Нас прервал женский голос — низкий, раздраженный и почему-то напоминающий рашпиль. Герберт Диринг, похоже, перепугался.
— Герберт, кто там и что им надо? Ради Бога, я пытаюсь работать.
Тяжелые шаги приблизились, в коридоре появилась женщина. Я посмотрел на нее, выискивая сходство с Рен. Пожалуй, рост и, пожалуй, волосы. Я не гадал насчет татуировки или родинок.

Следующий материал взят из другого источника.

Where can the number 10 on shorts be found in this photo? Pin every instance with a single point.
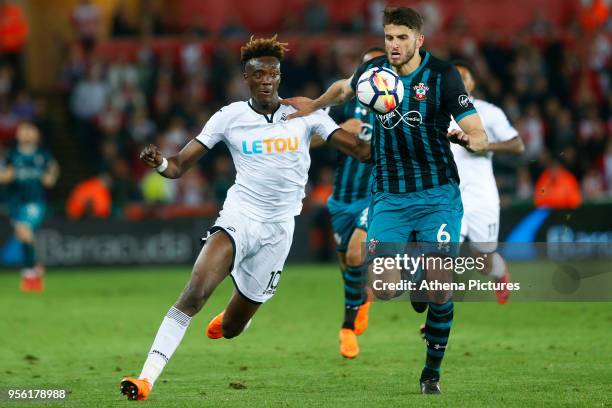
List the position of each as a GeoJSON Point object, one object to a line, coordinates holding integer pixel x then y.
{"type": "Point", "coordinates": [273, 282]}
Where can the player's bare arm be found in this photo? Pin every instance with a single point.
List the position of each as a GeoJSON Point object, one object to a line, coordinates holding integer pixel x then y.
{"type": "Point", "coordinates": [352, 125]}
{"type": "Point", "coordinates": [472, 135]}
{"type": "Point", "coordinates": [7, 175]}
{"type": "Point", "coordinates": [512, 146]}
{"type": "Point", "coordinates": [51, 175]}
{"type": "Point", "coordinates": [339, 92]}
{"type": "Point", "coordinates": [176, 165]}
{"type": "Point", "coordinates": [349, 143]}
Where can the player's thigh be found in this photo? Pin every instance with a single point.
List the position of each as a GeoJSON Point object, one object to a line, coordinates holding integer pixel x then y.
{"type": "Point", "coordinates": [342, 260]}
{"type": "Point", "coordinates": [342, 219]}
{"type": "Point", "coordinates": [389, 220]}
{"type": "Point", "coordinates": [214, 263]}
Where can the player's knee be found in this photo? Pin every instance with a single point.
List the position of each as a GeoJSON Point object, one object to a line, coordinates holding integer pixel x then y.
{"type": "Point", "coordinates": [191, 301]}
{"type": "Point", "coordinates": [353, 257]}
{"type": "Point", "coordinates": [24, 233]}
{"type": "Point", "coordinates": [384, 294]}
{"type": "Point", "coordinates": [440, 297]}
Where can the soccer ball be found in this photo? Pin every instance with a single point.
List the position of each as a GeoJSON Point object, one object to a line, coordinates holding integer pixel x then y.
{"type": "Point", "coordinates": [380, 89]}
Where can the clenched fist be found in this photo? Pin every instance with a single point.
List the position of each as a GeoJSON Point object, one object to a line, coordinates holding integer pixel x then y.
{"type": "Point", "coordinates": [459, 137]}
{"type": "Point", "coordinates": [151, 156]}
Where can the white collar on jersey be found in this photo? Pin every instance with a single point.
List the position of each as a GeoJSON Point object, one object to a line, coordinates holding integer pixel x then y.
{"type": "Point", "coordinates": [269, 118]}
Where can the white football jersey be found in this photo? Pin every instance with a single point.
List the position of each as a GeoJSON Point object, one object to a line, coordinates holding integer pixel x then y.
{"type": "Point", "coordinates": [476, 170]}
{"type": "Point", "coordinates": [271, 155]}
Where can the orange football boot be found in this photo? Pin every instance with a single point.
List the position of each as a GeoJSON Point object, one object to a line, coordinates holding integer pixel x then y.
{"type": "Point", "coordinates": [32, 284]}
{"type": "Point", "coordinates": [135, 388]}
{"type": "Point", "coordinates": [349, 348]}
{"type": "Point", "coordinates": [214, 330]}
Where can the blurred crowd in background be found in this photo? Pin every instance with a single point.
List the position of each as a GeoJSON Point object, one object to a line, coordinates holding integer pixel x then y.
{"type": "Point", "coordinates": [552, 81]}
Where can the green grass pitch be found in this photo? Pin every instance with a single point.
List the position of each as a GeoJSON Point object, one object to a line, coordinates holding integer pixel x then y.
{"type": "Point", "coordinates": [91, 327]}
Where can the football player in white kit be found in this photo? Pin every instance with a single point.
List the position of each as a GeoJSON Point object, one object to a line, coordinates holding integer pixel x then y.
{"type": "Point", "coordinates": [480, 223]}
{"type": "Point", "coordinates": [251, 238]}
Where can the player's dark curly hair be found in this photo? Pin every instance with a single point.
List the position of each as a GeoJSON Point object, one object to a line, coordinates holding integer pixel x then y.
{"type": "Point", "coordinates": [262, 47]}
{"type": "Point", "coordinates": [469, 67]}
{"type": "Point", "coordinates": [403, 16]}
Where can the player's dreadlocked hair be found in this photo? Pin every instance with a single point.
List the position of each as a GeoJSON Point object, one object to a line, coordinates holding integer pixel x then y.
{"type": "Point", "coordinates": [262, 47]}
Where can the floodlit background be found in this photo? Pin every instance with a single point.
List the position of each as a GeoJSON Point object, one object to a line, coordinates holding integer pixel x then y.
{"type": "Point", "coordinates": [102, 78]}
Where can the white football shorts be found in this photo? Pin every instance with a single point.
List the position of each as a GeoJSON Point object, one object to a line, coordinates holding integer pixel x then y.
{"type": "Point", "coordinates": [480, 224]}
{"type": "Point", "coordinates": [260, 251]}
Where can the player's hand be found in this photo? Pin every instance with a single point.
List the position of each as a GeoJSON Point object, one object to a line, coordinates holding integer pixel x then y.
{"type": "Point", "coordinates": [305, 106]}
{"type": "Point", "coordinates": [459, 137]}
{"type": "Point", "coordinates": [151, 156]}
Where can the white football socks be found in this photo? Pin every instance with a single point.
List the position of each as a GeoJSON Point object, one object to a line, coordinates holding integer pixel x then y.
{"type": "Point", "coordinates": [166, 341]}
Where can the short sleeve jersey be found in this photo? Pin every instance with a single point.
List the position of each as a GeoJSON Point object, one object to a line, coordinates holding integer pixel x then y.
{"type": "Point", "coordinates": [410, 147]}
{"type": "Point", "coordinates": [271, 156]}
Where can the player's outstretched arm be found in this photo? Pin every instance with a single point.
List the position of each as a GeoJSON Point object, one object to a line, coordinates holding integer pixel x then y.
{"type": "Point", "coordinates": [512, 146]}
{"type": "Point", "coordinates": [351, 144]}
{"type": "Point", "coordinates": [352, 126]}
{"type": "Point", "coordinates": [339, 92]}
{"type": "Point", "coordinates": [51, 175]}
{"type": "Point", "coordinates": [175, 166]}
{"type": "Point", "coordinates": [472, 135]}
{"type": "Point", "coordinates": [7, 175]}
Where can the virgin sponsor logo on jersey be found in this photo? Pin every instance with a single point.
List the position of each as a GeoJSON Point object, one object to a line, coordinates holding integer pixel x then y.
{"type": "Point", "coordinates": [464, 100]}
{"type": "Point", "coordinates": [420, 91]}
{"type": "Point", "coordinates": [391, 120]}
{"type": "Point", "coordinates": [270, 146]}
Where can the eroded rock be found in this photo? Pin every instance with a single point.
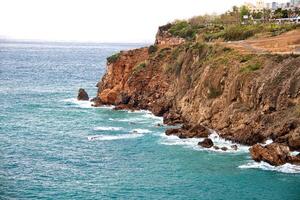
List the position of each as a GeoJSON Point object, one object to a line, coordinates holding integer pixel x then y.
{"type": "Point", "coordinates": [206, 143]}
{"type": "Point", "coordinates": [274, 154]}
{"type": "Point", "coordinates": [82, 95]}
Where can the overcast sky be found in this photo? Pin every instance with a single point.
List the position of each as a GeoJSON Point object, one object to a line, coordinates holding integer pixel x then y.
{"type": "Point", "coordinates": [98, 20]}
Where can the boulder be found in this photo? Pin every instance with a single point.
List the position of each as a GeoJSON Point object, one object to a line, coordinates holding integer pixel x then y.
{"type": "Point", "coordinates": [216, 147]}
{"type": "Point", "coordinates": [274, 154]}
{"type": "Point", "coordinates": [198, 131]}
{"type": "Point", "coordinates": [224, 148]}
{"type": "Point", "coordinates": [234, 147]}
{"type": "Point", "coordinates": [206, 143]}
{"type": "Point", "coordinates": [173, 131]}
{"type": "Point", "coordinates": [294, 140]}
{"type": "Point", "coordinates": [82, 95]}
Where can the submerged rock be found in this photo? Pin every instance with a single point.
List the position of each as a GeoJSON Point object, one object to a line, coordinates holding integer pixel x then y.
{"type": "Point", "coordinates": [224, 148]}
{"type": "Point", "coordinates": [82, 95]}
{"type": "Point", "coordinates": [206, 143]}
{"type": "Point", "coordinates": [234, 147]}
{"type": "Point", "coordinates": [216, 147]}
{"type": "Point", "coordinates": [294, 140]}
{"type": "Point", "coordinates": [274, 154]}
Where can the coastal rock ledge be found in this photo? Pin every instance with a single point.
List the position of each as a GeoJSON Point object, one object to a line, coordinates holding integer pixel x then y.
{"type": "Point", "coordinates": [246, 98]}
{"type": "Point", "coordinates": [82, 95]}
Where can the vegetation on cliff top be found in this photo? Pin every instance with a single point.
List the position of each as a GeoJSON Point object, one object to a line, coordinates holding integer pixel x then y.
{"type": "Point", "coordinates": [113, 58]}
{"type": "Point", "coordinates": [229, 26]}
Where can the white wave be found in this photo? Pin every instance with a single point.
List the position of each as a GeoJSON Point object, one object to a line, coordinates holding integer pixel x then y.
{"type": "Point", "coordinates": [193, 143]}
{"type": "Point", "coordinates": [110, 107]}
{"type": "Point", "coordinates": [268, 141]}
{"type": "Point", "coordinates": [130, 119]}
{"type": "Point", "coordinates": [114, 137]}
{"type": "Point", "coordinates": [221, 142]}
{"type": "Point", "coordinates": [286, 168]}
{"type": "Point", "coordinates": [140, 130]}
{"type": "Point", "coordinates": [108, 128]}
{"type": "Point", "coordinates": [81, 104]}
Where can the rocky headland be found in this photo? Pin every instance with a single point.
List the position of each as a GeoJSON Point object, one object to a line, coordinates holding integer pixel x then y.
{"type": "Point", "coordinates": [246, 97]}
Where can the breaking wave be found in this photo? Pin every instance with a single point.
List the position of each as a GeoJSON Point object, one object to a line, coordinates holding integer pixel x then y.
{"type": "Point", "coordinates": [114, 137]}
{"type": "Point", "coordinates": [193, 143]}
{"type": "Point", "coordinates": [108, 128]}
{"type": "Point", "coordinates": [286, 168]}
{"type": "Point", "coordinates": [81, 104]}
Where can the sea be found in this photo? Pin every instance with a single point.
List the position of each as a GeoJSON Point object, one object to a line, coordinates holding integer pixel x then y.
{"type": "Point", "coordinates": [55, 147]}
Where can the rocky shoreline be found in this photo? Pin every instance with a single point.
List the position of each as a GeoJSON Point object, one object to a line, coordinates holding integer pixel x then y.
{"type": "Point", "coordinates": [246, 98]}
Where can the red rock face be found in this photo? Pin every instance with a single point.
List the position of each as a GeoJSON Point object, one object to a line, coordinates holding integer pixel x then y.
{"type": "Point", "coordinates": [197, 84]}
{"type": "Point", "coordinates": [274, 154]}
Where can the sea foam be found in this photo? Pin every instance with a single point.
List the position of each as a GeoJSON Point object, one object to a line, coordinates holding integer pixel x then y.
{"type": "Point", "coordinates": [81, 104]}
{"type": "Point", "coordinates": [108, 128]}
{"type": "Point", "coordinates": [193, 143]}
{"type": "Point", "coordinates": [113, 137]}
{"type": "Point", "coordinates": [286, 168]}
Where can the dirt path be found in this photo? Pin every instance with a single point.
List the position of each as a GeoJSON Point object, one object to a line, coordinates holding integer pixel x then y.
{"type": "Point", "coordinates": [286, 43]}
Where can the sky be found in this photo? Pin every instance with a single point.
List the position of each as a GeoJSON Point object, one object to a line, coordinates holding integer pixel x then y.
{"type": "Point", "coordinates": [98, 20]}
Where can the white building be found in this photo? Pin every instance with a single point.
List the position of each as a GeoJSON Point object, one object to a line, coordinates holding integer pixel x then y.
{"type": "Point", "coordinates": [260, 5]}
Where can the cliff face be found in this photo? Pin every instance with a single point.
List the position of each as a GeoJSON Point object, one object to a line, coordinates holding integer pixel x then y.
{"type": "Point", "coordinates": [247, 98]}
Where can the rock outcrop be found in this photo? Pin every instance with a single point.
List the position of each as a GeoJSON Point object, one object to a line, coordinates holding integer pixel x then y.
{"type": "Point", "coordinates": [82, 95]}
{"type": "Point", "coordinates": [247, 98]}
{"type": "Point", "coordinates": [274, 154]}
{"type": "Point", "coordinates": [206, 143]}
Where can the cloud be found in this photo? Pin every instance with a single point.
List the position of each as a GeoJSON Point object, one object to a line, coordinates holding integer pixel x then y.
{"type": "Point", "coordinates": [98, 20]}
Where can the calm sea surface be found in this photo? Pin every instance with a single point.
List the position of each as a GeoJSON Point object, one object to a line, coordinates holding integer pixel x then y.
{"type": "Point", "coordinates": [54, 147]}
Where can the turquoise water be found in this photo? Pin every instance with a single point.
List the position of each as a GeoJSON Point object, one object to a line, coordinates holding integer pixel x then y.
{"type": "Point", "coordinates": [53, 147]}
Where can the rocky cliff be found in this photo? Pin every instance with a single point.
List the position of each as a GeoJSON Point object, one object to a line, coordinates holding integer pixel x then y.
{"type": "Point", "coordinates": [246, 98]}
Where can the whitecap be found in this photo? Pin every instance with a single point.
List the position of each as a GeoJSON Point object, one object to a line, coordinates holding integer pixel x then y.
{"type": "Point", "coordinates": [140, 130]}
{"type": "Point", "coordinates": [286, 168]}
{"type": "Point", "coordinates": [81, 104]}
{"type": "Point", "coordinates": [108, 128]}
{"type": "Point", "coordinates": [193, 143]}
{"type": "Point", "coordinates": [113, 137]}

За сорок, высокая и худая, с угловатыми плечами под зеленой водолазкой и тонкими, крепкими ногами в обтягивающих синих джинсах. На костлявом обветренном лице, с которого ветер и солнце стерли все остатки привлекательности, застыла подозрительность. Холодные глаза пристально смотрят из чащи морщин, рот — как бескровный шов под носом-лезвием. Выцветшие рыжие волосы заправлены за уши, мускулистые руки сложены на груди. Николь Кейд выглядела на несколько лет старше мужа — и куда мрачнее. Она топнула ногой в легкой туфле и обратила пристальный взгляд на съежившегося Диринга.
— Это мистер Марч, Никки. — Диринг вытащил отвертку и отступил к крыльцу. — Он приехал поговорить с тобой. О Холли. — С этими словами Диринг сбежал по ступенькам и помчался к гаражу.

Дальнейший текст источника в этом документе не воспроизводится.